From a security perspective, the use of Bluetooth could be an avenue for malicious actors to eavesdrop on, disrupt, or hijack with their own messages, especially if the central computer is eventually connected to the listener block with a wireless connection.

§Reflection

This project had many triumphs and pitfalls to navigate. We successfully completed all the important points in our MVP and succeeded in creating a functional end-to-end system that reads positional data from hardware components and spatializes audio streams according to that input. Despite having to reduce our scope due to unforeseen challenges such as poor hardware documentation, scheduling conflicts, and long-term illness, we are proud of the technology we’ve built and the idea we’ve brought to life.

Guided by our sponsor, Professor James Intriligator, we designed the system to encompass more use cases than originally imagined, including recording positional data to a file format, and making sure the listener block was portable enough to be moved itself.

Our team consisted of four undergraduate senior Computer Science majors, Ayda Aricanli, Skylar Gilfeather, Liam Strand, and Tyler Thompson.

We all learned a great deal over the course of the project, both personally and technically. We often juggled how to balance work as a team over time, collectively manage a project of this scope, and choose a project that we were all equally interested in. For each of us, there were aspects of this project that none of us had ever attempted before—flashing hardware, Rust, how to correct soldering mistakes, and more.
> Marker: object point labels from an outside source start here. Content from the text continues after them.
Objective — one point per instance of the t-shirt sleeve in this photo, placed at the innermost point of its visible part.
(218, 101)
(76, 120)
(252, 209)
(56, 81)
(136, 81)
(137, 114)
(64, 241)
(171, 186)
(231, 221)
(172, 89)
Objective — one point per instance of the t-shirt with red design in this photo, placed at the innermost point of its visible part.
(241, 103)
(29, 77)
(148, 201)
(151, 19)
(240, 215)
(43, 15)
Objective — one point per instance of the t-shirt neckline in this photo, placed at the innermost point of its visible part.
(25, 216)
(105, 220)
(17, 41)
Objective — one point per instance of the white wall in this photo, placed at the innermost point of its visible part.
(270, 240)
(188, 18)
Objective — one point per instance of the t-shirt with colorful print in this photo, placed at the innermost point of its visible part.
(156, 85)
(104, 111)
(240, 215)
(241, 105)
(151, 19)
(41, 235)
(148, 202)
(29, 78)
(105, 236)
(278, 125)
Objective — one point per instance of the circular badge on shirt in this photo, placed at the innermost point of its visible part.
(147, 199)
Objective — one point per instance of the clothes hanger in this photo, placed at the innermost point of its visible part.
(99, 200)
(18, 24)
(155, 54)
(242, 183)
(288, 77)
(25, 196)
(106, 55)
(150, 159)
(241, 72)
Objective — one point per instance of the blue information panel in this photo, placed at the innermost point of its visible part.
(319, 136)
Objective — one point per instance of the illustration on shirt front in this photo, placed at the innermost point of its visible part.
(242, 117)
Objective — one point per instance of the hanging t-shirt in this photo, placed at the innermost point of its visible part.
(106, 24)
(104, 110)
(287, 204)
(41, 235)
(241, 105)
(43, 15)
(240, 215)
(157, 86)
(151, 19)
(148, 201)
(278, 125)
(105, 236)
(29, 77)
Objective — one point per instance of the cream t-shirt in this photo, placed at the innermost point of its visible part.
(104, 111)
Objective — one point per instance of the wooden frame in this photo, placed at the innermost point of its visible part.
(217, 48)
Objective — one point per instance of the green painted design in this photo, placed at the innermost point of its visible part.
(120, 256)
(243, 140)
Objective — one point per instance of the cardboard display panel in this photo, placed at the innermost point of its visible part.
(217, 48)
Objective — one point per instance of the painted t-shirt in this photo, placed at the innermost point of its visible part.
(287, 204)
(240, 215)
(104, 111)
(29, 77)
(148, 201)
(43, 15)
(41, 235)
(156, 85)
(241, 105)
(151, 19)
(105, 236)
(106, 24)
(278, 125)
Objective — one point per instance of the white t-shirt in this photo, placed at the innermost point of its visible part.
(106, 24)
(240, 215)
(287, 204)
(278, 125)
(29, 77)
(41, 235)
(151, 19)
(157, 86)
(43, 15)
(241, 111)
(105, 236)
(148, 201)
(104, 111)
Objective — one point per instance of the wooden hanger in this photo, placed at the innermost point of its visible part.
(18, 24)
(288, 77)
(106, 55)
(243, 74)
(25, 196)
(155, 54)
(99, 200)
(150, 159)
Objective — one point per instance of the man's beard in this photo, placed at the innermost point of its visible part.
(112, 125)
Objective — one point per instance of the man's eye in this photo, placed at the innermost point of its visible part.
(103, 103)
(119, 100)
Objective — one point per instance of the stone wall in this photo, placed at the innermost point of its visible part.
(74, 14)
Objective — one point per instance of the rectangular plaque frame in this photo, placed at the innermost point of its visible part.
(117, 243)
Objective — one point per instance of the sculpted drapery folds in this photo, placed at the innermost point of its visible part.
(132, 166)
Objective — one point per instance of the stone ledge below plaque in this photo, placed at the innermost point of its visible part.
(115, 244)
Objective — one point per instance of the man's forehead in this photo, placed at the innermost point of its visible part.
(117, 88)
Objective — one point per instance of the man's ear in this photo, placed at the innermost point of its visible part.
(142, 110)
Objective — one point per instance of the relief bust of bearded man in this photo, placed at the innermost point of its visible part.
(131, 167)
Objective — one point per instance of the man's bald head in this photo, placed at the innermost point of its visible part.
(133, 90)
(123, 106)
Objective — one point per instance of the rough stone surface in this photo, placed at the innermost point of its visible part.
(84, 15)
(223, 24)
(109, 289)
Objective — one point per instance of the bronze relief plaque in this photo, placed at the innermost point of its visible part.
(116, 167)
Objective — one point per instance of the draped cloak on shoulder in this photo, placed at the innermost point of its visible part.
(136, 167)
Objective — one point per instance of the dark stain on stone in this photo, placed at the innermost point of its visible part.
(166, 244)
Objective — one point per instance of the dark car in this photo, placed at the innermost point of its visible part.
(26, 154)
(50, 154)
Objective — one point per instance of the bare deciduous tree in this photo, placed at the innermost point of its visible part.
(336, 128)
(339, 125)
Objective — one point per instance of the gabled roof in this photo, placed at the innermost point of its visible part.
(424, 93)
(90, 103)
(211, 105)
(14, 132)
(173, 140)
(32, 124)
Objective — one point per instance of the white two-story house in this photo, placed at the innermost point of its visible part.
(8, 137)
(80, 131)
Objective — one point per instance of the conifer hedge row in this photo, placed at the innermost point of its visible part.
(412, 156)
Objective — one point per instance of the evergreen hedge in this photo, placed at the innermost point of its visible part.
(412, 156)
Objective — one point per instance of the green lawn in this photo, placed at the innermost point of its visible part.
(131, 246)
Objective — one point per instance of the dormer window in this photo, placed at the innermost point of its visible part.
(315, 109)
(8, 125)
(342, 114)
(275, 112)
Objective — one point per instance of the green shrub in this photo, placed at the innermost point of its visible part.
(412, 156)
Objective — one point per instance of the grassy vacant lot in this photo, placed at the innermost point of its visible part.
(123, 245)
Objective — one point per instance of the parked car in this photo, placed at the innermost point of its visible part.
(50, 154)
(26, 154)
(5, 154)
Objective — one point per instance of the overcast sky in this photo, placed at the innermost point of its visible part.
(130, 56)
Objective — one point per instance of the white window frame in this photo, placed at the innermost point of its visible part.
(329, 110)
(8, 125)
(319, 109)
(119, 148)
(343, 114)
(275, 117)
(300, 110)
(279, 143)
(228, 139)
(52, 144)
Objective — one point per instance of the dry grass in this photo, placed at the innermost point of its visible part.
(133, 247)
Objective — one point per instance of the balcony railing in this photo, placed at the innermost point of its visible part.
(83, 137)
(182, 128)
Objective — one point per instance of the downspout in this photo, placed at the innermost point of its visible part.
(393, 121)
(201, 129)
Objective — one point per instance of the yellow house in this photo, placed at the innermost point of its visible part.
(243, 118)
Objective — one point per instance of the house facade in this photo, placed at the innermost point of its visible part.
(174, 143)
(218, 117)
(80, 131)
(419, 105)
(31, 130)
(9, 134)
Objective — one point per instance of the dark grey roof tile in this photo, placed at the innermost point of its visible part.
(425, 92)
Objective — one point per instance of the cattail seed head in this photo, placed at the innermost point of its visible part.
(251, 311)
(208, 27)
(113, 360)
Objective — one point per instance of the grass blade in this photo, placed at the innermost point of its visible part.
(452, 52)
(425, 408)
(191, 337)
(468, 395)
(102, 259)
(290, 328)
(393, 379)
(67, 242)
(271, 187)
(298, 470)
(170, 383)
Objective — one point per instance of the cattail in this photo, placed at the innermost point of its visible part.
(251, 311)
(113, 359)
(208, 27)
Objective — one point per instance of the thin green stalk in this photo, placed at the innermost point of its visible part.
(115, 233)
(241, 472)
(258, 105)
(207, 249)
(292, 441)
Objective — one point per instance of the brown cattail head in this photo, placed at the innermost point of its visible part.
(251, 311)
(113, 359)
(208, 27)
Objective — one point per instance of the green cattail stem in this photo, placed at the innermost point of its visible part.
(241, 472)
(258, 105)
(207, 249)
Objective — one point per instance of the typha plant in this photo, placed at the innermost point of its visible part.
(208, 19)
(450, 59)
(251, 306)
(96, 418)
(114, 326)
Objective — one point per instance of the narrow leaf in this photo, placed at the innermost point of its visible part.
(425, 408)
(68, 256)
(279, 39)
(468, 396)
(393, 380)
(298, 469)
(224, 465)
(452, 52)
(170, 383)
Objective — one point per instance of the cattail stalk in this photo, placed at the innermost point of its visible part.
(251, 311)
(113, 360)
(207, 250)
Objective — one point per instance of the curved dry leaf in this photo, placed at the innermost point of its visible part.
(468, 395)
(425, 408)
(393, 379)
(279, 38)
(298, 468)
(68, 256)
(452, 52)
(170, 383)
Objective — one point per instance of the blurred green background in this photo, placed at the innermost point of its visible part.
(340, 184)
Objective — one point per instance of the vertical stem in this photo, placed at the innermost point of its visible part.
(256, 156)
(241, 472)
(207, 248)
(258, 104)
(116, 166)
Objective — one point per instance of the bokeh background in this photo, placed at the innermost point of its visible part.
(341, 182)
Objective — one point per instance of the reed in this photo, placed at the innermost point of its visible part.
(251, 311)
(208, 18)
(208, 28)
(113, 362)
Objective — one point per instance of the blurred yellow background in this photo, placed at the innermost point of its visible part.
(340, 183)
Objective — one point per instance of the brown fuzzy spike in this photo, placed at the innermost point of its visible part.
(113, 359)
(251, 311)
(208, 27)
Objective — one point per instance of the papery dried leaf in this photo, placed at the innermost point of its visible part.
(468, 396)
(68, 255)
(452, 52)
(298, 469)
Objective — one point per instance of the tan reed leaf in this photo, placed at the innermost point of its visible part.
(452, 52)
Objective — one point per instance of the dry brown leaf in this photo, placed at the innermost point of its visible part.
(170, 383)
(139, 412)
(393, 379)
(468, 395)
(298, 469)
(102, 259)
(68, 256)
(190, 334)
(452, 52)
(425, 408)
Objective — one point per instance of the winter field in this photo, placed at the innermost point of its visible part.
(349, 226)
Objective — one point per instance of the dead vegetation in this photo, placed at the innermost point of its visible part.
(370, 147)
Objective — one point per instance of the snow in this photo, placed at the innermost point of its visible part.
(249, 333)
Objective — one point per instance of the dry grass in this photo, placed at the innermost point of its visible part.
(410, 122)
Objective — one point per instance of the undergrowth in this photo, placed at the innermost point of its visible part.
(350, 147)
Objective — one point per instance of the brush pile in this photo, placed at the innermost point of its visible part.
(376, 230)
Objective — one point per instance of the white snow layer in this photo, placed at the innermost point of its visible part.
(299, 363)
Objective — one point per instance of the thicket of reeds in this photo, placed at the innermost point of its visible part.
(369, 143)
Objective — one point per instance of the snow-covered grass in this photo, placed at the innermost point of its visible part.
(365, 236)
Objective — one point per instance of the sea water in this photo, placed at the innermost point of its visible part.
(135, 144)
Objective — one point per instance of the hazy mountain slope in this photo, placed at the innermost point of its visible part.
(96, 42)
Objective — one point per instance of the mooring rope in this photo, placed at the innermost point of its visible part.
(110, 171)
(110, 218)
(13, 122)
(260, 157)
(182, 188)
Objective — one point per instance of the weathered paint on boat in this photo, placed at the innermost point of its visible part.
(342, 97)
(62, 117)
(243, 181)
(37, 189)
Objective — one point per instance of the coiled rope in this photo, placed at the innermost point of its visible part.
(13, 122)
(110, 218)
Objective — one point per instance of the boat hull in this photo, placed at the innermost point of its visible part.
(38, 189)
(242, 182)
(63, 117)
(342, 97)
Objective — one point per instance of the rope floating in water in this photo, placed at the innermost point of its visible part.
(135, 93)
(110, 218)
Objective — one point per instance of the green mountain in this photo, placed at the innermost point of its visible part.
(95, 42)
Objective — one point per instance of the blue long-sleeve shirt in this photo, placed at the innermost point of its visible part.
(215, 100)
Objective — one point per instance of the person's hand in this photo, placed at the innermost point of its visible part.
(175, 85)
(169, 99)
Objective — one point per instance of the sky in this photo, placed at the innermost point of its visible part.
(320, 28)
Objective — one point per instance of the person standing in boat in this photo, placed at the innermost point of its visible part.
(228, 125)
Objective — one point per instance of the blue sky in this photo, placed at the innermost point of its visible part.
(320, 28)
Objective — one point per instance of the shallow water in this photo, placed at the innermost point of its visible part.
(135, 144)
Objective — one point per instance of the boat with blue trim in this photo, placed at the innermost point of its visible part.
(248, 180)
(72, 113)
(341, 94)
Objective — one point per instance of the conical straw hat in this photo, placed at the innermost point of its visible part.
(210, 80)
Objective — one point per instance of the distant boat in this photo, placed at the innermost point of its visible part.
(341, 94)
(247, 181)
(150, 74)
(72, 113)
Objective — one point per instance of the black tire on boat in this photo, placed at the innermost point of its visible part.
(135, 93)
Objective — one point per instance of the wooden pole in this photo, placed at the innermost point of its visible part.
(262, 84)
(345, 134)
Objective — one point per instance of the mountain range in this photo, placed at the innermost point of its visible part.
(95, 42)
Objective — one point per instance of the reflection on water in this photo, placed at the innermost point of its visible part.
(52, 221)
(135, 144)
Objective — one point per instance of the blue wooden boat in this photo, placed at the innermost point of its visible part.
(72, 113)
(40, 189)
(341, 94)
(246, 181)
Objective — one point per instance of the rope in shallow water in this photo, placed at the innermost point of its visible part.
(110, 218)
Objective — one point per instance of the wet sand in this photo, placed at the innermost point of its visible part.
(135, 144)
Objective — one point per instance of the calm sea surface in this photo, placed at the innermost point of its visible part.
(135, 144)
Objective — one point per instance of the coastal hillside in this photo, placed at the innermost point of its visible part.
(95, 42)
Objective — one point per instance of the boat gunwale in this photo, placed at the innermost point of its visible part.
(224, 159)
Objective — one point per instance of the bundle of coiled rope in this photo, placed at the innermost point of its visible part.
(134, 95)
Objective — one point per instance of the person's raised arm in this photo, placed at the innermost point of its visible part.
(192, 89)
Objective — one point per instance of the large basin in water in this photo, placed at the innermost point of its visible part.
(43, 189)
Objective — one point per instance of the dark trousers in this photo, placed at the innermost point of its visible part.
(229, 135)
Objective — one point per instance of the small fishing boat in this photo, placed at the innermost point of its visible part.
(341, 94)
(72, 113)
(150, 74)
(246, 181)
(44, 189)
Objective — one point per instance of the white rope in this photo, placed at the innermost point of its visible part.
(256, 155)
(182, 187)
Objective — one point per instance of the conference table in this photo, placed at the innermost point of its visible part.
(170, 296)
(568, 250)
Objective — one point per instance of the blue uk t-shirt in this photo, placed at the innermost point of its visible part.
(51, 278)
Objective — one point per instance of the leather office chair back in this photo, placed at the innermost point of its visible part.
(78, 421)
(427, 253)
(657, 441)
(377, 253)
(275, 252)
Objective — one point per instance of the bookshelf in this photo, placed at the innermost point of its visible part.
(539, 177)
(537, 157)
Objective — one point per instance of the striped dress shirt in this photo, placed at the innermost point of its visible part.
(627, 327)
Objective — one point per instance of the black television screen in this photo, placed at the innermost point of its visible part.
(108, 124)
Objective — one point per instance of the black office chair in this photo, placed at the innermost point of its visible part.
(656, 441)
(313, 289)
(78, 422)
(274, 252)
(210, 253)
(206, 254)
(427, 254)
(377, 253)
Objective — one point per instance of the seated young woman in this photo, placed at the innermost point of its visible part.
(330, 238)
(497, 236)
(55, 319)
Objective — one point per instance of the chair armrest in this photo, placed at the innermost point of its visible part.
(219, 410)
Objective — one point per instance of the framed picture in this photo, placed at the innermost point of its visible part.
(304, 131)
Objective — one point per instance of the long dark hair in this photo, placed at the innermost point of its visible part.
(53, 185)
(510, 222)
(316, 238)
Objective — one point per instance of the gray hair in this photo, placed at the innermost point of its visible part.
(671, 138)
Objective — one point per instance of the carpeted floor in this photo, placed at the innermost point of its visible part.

Many thanks to Professor Intriligator for his guidance, Professor Lillethun for organizing the course, the entire team for pouring their time into this project over the past year, and to Tyler’s roommate Greg, for helping us with the hardware in a time of need.

§Appendix

We used the XPLR-AOA-1 Product summary to get an idea of the capabilities and limitations of the U-block AoA antennas.

The XPLR-AOA-1 and XPLR-AOA-2 explorer kits: Bluetooth direction finding User guide from U-blox was the primary source of information that was used to build up the hardware portion of the project.